Growing interest in outside capital among smaller firms but their planning is lacking, survey warns


Planning: firms are ready for fires but not for succession or ill partners

A growing number of small and mid-sized law firms are looking at raising external capital, but many need to address failings in basic business planning first, new research has found.

It also identified £20m as the turnover point when a law firm changes from being groups of individuals who have joined together to practise their chosen profession, to a business providing legal services.

The benchmarking survey of over 75 firms in London, the south-east and south with turnovers of £5m to £35m by accountants HW Fisher & Company found that while last year only 11% of firms were seriously considering external capital, that has grown to 26% this year.

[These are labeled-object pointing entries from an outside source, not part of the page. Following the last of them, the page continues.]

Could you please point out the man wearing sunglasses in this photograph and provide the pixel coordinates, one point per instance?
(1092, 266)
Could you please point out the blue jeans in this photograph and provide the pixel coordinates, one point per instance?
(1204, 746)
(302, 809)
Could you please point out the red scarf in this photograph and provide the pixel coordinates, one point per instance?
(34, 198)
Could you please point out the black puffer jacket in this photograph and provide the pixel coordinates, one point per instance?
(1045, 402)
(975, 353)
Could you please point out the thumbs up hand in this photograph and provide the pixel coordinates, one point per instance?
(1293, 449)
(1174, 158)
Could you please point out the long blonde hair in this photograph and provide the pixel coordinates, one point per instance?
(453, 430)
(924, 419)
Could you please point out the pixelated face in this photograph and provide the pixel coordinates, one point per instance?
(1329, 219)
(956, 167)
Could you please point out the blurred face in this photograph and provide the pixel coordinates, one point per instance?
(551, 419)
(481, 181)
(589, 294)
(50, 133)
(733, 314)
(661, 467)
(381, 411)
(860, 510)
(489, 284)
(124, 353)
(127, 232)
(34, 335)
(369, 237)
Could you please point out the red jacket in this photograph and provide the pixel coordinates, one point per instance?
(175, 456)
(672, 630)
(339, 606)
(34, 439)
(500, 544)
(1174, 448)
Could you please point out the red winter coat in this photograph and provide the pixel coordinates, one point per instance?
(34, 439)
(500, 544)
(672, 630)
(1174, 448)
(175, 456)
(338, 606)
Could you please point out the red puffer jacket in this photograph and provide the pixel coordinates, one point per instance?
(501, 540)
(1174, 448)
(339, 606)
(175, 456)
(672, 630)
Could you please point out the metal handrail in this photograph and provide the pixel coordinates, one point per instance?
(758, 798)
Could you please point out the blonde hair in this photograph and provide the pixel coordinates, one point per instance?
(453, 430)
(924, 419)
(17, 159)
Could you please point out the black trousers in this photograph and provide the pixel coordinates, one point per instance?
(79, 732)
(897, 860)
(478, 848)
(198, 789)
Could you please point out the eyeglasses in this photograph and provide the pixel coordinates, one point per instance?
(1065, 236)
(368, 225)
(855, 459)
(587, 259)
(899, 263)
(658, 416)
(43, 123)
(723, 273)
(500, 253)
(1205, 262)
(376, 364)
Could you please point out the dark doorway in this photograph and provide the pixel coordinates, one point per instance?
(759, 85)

“Our view is very much that investment into law firms could be a very attractive proposition for private equity institutions, but there would be very significant cultural difficulties to overcome for most SME firms. The question of exit – usually a sine qua non for outside investors – is a problem which has not yet been resolved.”

The survey found that while every firm has a business continuity plan in event of fire or flood, “it seems that planning to manage other, equally valid, risks are from ubiquitous”. Over a third (37%) of firms have not carried out an analysis of how much turnover is dependent on individual clients “and thus haven’t developed plans to ensure high-value clients are retained”, while 41% do not have key man insurance cover for partners.

It continued: “Whilst two-thirds of firms surveyed have at least considered succession planning, the remaining 33% have not carried out any succession planning at all. Any firm looking to raise outside capital will have to address this issue.”

The survey also found firms not making the best of tax planning, with few using service companies as a tax-efficient vehicle to fund working capital requirements.

While the 2011 survey found bullish views on mergers and acquisitions – with 36% thinking they were more likely to merge than they had been 12 months previously – this has yet to translate fully into action. Only 11% of firms have carried out a merger or acquisition in the last year, the same number as expect to do so in the next year.

HW Fisher also analysed the 2010/11 LLP returns of SME law firms, finding that it was “an exceptional year” for them. “They grew faster than the average top 50 practice and gained ground at the expense of larger firms. This is undoubtedly the result of larger buyers of legal services shopping around and being prepared to instruct smaller firms than they may have chosen historically.”

Across all firms turnover rose 3%, but this hides “truly staggering differences between firms”; in the bottom quartile, turnover fell by 10%, while in the top quartile it grew by 18%. The research found that the largest firms – in the £20m to £35m category – experienced a “real turnover boom” in 2010/11, with the best performing firms now “much better placed” than they were before the recession hit.

Firms are continuing to recover from the low point of 2008/9, with the turnover/remuneration ratio – described as the critical statistic for assessing profitability – greater than it was in pre-recessionary days across the board. The research put operating margins at 30%. “It is clear that firms’ management are generally winning the battle against rising costs.”

The survey concluded by highlighting the difference between smaller and larger firms, a threshold HW Fisher identified as being around the £20m turnover level. At that point firms “cease practising law [and] instead become providers of legal services”.